(Vibizmedia – Economy) Pemerintah bersama Bank Indonesia (BI) memperkuat sinkronisasi kebijakan fiskal dan moneter untuk menjaga stabilitas nilai tukar rupiah yang dalam beberapa waktu terakhir melemah dan mendekati level Rp17.000 per dolar Amerika Serikat (AS).
Hal tersebut dibahas dalam rapat terbatas yang dipimpin Menteri Sekretaris Negara Prasetyo Hadi di Wisma Negara, Kompleks Istana Kepresidenan, Jakarta Pusat, Rabu (21/1/2026), dan dihadiri Menteri Keuangan Purbaya Yudhi Sadewa serta Gubernur BI Perry Warjiyo.
Menkeu Purbaya menyampaikan bahwa fokus utama rapat adalah memastikan langkah kebijakan yang tepat dan terkoordinasi guna menjaga stabilitas nilai tukar.
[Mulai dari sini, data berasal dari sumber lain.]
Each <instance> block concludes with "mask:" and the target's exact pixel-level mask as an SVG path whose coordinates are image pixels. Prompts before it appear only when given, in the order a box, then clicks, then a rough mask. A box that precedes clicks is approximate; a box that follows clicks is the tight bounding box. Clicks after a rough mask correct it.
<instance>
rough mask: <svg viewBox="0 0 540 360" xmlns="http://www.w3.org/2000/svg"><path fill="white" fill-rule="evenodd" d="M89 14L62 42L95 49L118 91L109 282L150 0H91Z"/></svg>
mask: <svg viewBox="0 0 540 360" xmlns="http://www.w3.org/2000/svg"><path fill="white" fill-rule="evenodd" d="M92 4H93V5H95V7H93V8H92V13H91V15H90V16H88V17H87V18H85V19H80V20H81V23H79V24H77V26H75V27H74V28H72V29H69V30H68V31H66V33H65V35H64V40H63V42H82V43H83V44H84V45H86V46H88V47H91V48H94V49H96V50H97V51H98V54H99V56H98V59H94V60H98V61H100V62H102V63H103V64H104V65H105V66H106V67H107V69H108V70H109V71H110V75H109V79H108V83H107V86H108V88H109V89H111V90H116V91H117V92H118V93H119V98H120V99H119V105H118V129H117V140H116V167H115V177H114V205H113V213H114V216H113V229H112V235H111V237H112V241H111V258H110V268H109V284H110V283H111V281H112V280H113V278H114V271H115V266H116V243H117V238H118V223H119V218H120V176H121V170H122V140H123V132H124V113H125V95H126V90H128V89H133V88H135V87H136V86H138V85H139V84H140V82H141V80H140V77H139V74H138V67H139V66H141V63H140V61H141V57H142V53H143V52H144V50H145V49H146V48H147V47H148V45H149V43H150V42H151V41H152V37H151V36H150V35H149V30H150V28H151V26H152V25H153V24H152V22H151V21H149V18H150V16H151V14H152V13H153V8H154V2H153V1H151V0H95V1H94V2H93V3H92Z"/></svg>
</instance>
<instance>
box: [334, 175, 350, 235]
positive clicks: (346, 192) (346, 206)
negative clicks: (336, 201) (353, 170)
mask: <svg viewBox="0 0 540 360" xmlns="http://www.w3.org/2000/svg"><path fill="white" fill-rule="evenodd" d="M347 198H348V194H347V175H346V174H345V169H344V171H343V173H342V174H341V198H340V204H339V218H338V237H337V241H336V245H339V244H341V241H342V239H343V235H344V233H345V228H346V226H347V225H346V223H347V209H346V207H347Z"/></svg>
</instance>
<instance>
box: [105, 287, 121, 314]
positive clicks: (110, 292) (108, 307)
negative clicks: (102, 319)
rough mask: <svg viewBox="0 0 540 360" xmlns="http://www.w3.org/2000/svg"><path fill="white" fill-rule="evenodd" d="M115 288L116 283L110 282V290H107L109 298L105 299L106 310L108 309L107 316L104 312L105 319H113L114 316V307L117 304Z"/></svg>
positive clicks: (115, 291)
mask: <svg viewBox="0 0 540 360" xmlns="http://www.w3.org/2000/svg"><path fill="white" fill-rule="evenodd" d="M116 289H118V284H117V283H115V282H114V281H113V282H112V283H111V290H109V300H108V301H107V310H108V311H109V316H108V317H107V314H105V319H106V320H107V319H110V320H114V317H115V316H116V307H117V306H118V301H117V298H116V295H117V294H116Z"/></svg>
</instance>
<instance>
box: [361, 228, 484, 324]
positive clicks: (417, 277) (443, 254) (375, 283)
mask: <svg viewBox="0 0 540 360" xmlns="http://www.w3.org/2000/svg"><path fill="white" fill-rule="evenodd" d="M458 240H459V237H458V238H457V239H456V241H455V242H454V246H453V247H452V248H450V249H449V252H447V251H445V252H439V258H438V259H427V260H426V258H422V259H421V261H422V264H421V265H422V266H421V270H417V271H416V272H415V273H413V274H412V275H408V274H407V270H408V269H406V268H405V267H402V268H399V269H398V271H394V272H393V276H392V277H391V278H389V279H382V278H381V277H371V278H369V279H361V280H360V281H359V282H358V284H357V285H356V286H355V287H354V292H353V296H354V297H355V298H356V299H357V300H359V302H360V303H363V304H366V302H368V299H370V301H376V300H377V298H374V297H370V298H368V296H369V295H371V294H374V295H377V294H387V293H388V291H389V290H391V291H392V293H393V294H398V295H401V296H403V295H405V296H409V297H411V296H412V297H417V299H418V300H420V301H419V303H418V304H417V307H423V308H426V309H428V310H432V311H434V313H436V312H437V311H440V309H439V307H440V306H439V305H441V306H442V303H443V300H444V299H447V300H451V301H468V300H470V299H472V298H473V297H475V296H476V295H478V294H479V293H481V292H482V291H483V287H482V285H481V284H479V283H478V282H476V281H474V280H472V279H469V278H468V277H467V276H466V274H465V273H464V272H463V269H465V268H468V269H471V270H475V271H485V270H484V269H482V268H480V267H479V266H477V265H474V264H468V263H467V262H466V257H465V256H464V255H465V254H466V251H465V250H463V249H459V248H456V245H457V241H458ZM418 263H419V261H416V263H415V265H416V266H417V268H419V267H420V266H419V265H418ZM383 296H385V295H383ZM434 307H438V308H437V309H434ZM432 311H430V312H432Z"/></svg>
Pemerintah akan membenahi sisi fiskal dan perekonomian nasional, sementara Bank Indonesia menyiapkan langkah-langkah stabilisasi moneter. “Kami lakukan sinkronisasi kebijakan. Pemerintah fokus pada fiskal dan ekonomi, sedangkan BI memastikan stabilitas nilai tukar,” ujar Purbaya.
Sementara itu, Gubernur BI Perry Warjiyo menjelaskan bahwa pelemahan rupiah dipengaruhi kombinasi faktor global dan domestik. Dari sisi global, tekanan berasal dari ketegangan geopolitik, kebijakan tarif resiprokal Amerika Serikat, serta pergeseran aliran modal dari negara berkembang ke negara maju.
Hingga 19 Januari 2026, tercatat terjadi arus keluar modal (net outflow) sebesar USD1,6 miliar. Meski demikian, BI menegaskan cadangan devisa masih memadai untuk mendukung stabilisasi rupiah.
Di sisi lain, Founder Bennix Investor Group Benny Batara Tumpal Hutabarat menilai pelemahan rupiah tidak lepas dari tekanan struktural dan kurangnya sinkronisasi kebijakan fiskal dan moneter. Menurutnya, pencapaian target pertumbuhan ekonomi hingga 8 persen mensyaratkan koordinasi kuat antara BI dan Kementerian Keuangan.
Benny mengemukakan dua skenario kebijakan. Pertama, penurunan BI rate di bawah 4 persen dan suku bunga dasar kredit (SBDK) di bawah 8 persen untuk mendorong pertumbuhan kredit dan investasi. Dalam skenario ini, depresiasi rupiah dinilai masih dapat ditoleransi sepanjang inflasi tetap terkendali. Ia mencontohkan Vietnam yang berani membiarkan mata uangnya melemah demi mendorong ekspor.
Skenario kedua adalah penurunan suku bunga secara agresif hingga 200 basis poin agar penyaluran kredit tumbuh signifikan dan investasi meningkat. Meski berisiko pada pelemahan rupiah dan inflasi jangka pendek, Benny menilai langkah tersebut layak ditempuh jika Indonesia ingin bertransformasi menjadi negara berbasis ekspor.
Menurutnya, dengan penguatan swasembada pangan dan energi, serta keberanian mengambil kebijakan terukur, Indonesia berpeluang mencapai pertumbuhan ekonomi tinggi secara berkelanjutan.